# Set options
options(scipen = 999)
# Libraries
library(readr)
library(dplyr)
library(ggplot2)
library(forcats)
library(scales)
library(broom)
# Set theme for the plots
theme_set(
new = theme_light()
)
# Read csv file
dat <- read_csv("https://raw.githubusercontent.com/GeorgeOrfanos/Data-Sets/refs/heads/main/gender_pay_gap.csv")Gender Pay Gap
Introduction
In this case study, we investigate any potential differences in pay between male and female employees, using data visualization and statistical analysis. The gender pay gap, a prevalent social concern, retains significant attention within organizational contexts, particularly in the area of Human Resources.
Our investigation is facilitated by the Glassdoor Gender Pay Gap Dataset, a comprehensive repository of salary data sourced from Glassdoor. This data set provides insights into the earnings of individuals across various occupational roles in the business world, such as IT and data science roles. With the use of the programming language R, our aim is to examine the extent of wage disparities between male and female counterparts occupying analogous positions within the workforce.
This case study is divided into four main parts. In the first part, we show how we import the data set in R and have the first glance into the data set. In the second part, we utilize exploratory data analysis with the help of graphs and charts to see if any patterns pop out. In the third part, we create a statistical model using linear regression to examine any potential association between salary and gender. In the final part, we state our conclusions and provide the R code that can provide the conclusions of a statistical model automatically, given that data set and settings are set in a specific way.

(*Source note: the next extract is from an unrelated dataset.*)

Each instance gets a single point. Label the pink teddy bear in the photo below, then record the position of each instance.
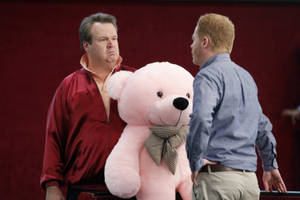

Libraries and Importing Data
Let’s begin by importing the data set mentioned in the previous section. We can download the data set from Glassdoor Gender Pay Gap Dataset and save it locally in CSV format. After the download is complete, we can import the file in R. In this report, we import the data set directly from GitHub using the code below. Additionally, we load the readr, dplyr , ggplot2, forcats, scales and broom packages, which offer functions to import and handle the data set very efficiently and make our analysis in a simpler way.
Now that we have imported the data set, let’s check the first 6 rows of this data frame (or table).
| JobTitle | Gender | Age | PerfEval | Education | Dept | Seniority | BasePay | Bonus |
|---|---|---|---|---|---|---|---|---|
| Graphic Designer | Female | 18 | 5 | College | Operations | 2 | 42363 | 9938 |
| Software Engineer | Male | 21 | 5 | College | Management | 5 | 108476 | 11128 |
| Warehouse Associate | Female | 19 | 4 | PhD | Administration | 5 | 90208 | 9268 |
| Software Engineer | Male | 20 | 5 | Masters | Sales | 4 | 108080 | 10154 |
| Graphic Designer | Male | 26 | 5 | Masters | Engineering | 5 | 99464 | 9319 |
| IT | Female | 20 | 5 | PhD | Operations | 4 | 70890 | 10126 |
The data set consists of 1000 rows (or observations) and 9 columns. Although the headers give already a clear description, here is an additional one in case is needed:
- JobTitle: Job Title
- Gender: Male or female
- Age: Age
- PerfEval: Performance evaluation (values from 1 to 5)
- Education: Highest level of education
- Dept: Job department (e.g. Sales)
- Seniority: Level of seniority (values from 1 to 5)
- BasePay: Yearly salary (in $)
- Bonus: Main bonus
So, we have imported the data set in R and loaded the necessary packages. It is important to note that this data set is fully clean and of high quality, and so we are ready to move to the Exploratory Data Analysis (EDA).
Exploratory Data Analysis
As mentioned, our data frame is fully cleaned, meaning we can use data visualization to explore our data set and get insights. To make sure that there is consistency in our plots, we use the color pink for females and the color of blue for males (even though a legend is provided in every plot).
Let’s start by checking the ratio of males and females in our data set. To do this, we count the number of times that each gender appears within the 1000 rows:
| Gender | Number of Employees |
|---|---|
| Female | 468 |
| Male | 532 |
Out of 1000 rows (employees), 532 observations are about males and 468 are about females. So, we conclude our data set is almost balanced. Let’s visualize the salary distribution for each gender. For this, we create a density plot to compare the distributions with each other:
# Salary distribution
dat %>%
ggplot(aes(x = BasePay, fill = Gender)) +
scale_fill_manual(values = c("pink", "blue")) +
scale_x_continuous(labels = dollar_format()) +
geom_density(alpha = 0.5) +
labs(x = "Yearly Salary in $", y = "Density")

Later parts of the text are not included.